Alain Finkielkraut : entre exigence et esquive

Dans Un bon fils, Pascal Bruckner rapporte un épisode de jeunesse mettant en cause Alain Finkielkraut, aujourd’hui associé à la défense de la culture et de l’identité nationales. Il y est question d’un stratagème destiné à échapper au service militaire — non en contestant publiquement le principe de cette obligation, ni en s’y opposant au nom de convictions explicites, mais en la contournant, silencieusement, à titre personnel.

Finkielkraut l’aurait d’abord mis en œuvre pour lui-même : il aurait obtenu sa réforme en simulant un effondrement psychique, avec l’appui d’un psychiatre ; ce n’est qu’ensuite qu’il en aurait transmis le principe, comme on transmet une méthode éprouvée, déjà validée par l’expérience.

Selon ce récit, il s’agirait de produire les signes attendus d’une inaptitude sans s’exposer à un risque réel : provoquer un état d’épuisement — dormir peu, manger à peine, fumer abondamment — puis se présenter aux urgences en invoquant une tentative de suicide aux barbituriques, en veillant à ce que la prise demeure minimale, suffisante pour inquiéter sans mettre en danger. L’hospitalisation en service psychiatrique, la compassion du personnel soignant, puis l’examen par un médecin militaire viendraient compléter ce dispositif, lui conférant, en dernière instance, sa validation administrative.

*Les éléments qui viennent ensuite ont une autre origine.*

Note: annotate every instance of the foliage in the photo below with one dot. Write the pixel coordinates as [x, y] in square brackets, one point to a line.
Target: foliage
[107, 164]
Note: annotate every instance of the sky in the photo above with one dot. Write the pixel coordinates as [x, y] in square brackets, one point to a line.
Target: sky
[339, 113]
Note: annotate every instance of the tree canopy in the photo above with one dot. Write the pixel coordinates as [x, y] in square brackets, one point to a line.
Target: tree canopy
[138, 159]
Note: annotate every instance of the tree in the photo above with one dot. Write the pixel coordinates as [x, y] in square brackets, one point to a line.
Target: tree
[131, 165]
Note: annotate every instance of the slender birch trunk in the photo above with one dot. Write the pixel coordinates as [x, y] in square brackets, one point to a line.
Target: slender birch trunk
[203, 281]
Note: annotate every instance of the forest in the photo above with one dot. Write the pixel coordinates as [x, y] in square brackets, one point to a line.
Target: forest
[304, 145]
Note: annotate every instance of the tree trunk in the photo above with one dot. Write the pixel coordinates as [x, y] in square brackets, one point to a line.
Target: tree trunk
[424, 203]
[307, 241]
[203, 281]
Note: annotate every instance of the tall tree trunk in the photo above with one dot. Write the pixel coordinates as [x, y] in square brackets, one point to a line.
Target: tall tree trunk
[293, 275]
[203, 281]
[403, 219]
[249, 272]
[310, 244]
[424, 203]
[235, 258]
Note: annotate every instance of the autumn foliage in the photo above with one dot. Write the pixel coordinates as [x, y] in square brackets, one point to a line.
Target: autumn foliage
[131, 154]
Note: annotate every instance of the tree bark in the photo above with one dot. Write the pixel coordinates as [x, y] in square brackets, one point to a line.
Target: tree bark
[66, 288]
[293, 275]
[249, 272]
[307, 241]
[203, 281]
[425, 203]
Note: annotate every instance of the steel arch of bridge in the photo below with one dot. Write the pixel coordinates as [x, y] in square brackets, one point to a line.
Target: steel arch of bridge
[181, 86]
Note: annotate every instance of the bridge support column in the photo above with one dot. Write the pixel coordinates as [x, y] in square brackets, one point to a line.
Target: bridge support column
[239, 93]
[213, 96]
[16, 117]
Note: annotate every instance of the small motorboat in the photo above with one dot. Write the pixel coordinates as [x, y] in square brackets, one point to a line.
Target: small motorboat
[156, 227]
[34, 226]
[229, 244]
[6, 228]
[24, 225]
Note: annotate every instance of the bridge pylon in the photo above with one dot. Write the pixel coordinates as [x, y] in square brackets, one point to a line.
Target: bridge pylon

Même en cas de soupçon, l’absence de preuve contraindrait l’autorité à prononcer la réforme, classée « P4 psychiatrique ».

Un tel geste ne relève pas de l’objection de conscience. À une époque où certains refusaient le service militaire au nom de convictions politiques ou morales, au prix d’une exposition publique et d’un affrontement assumé avec l’institution, la démarche ici décrite est d’une autre nature : elle ne consiste ni à exposer des raisons, ni à soutenir une position idéologique, mais à rendre la contrainte inopérante en la contournant ; non à affronter l’institution, mais à en neutraliser les effets.

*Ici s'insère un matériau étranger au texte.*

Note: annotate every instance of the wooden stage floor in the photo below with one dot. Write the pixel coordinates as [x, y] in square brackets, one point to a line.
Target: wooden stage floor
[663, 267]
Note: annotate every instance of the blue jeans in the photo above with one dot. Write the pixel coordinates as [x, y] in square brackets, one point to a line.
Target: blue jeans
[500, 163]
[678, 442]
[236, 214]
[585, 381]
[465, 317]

C’est en ce point précis que la tension apparaît, et qu’elle se laisse lire rétrospectivement. Car cet épisode contraste avec l’image publique qu’incarne aujourd’hui Finkielkraut : devenu membre de l’Académie française, associé à une certaine idée des exigences civiques, il occupe la position d’un moraliste attentif aux signes de relâchement, de désengagement ou de déliaison dans la société contemporaine ; son discours s’inscrit dans un registre normatif où les notions de devoir, de transmission et de responsabilité se trouvent constamment réaffirmées.

Dès lors, le contraste est difficile à ignorer. Non qu’un comportement de jeunesse doive disqualifier une trajectoire entière — chacun évolue, et nul n’est tenu à une cohérence parfaite dans le temps —, mais il reste que, dans ce cas précis, le jeune Finkielkraut ne s’est pas opposé au service militaire : il s’y est soustrait. Et cette modalité particulière — l’esquive plutôt que l’affrontement, la ruse plutôt que l’exposition — n’est pas sans entrer en tension avec les exigences qu’il formule ensuite publiquement.

Encore faudrait-il, peut-être, que cette évolution s’accompagne d’un retour critique explicite sur de tels gestes, surtout lorsqu’ils semblent contredire la posture adoptée par la suite. Or ce qui frappe ici n’est pas seulement la nature du stratagème, mais aussi la manière dont Pascal Bruckner le rapporte : sans distance apparente, sans mise en question explicite, dans une tonalité qui tend à en valider après coup le principe même.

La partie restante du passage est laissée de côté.